Im beschaulichen Cambridge zwischen Wissenschaft und Praxis, Humanität und Pragmatimus
News vom 24.08.2016
Im altehrwürdigen Cambridge, eine gute Stunde nördlich von London, befindet sich eines der Zentren der Völkerrechtswissenschaft: das Lauterpacht Centre for International Law. 1983 von Sir Elihu Lauterpacht zu Ehren seines Vaters Sir Hersch Lauterpacht gegründet, möchte das Institut einen akademischen Ort schaffen, der die Völkerrechtspraxis rezipiert und selbst prägt. Unser Teilprojekt C8 – Legitimität und Normsetzung im Humanitären Völkerrecht am SFB 700 beschäftigt sich mit Legitimität und Normsetzung im humanitären Völkerrecht und untersucht die internationalen Rechtsetzungsprozesse empirisch und theoretisch-normativ. Da bot ein Aufenthalt von Januar bis März 2016 die einmalige Gelegenheit, den Austausch mit anderen Wissenschaftler/innen zu suchen.

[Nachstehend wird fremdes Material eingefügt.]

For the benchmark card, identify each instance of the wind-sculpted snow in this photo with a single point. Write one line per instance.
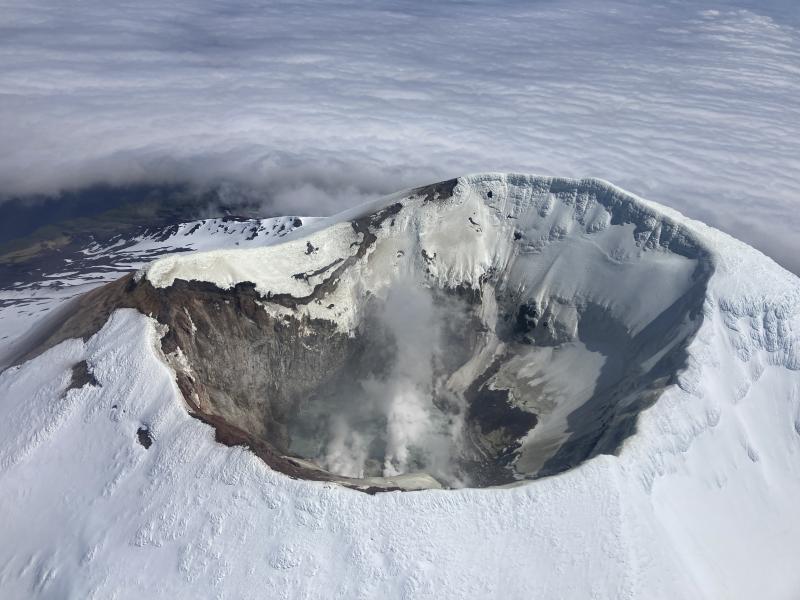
(699, 502)
(481, 330)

Das humanitäre Völkerrecht wurde auf den Prämissen zwischenstaatlichen Rechts und zwischenstaatlicher Kriege entwickelt. Beide Grundannahmen scheinen heute nicht mehr gegeben: Nichtstaatliche Gewaltakteure prägen die bewaffneten Konflikte unserer Zeit und eine Vielzahl von nichtstaatlichen Akteuren – seien es die bewaffneten Gruppen selbst oder Nichtregierungsorganisationen – nehmen auf informellen Wegen an Rechtsentwicklungen Teil. Kann das geltende Völkerrecht passende Antworten geben? Nachdem sich unser Teilprojekt eingehend mit der Rolle nichtstaatlicher Gewaltakteure und den Möglichkeiten, sie direkt beispielsweise durch Selbstverpflichtungserklärungen in die Normsetzungsprozesse einzubinden, beschäftigt hat, untersuchen wir nun, wie die rechtswissenschaftliche Methode mit relevanter Praxis umgehen kann und dies bereits Anwendung findet.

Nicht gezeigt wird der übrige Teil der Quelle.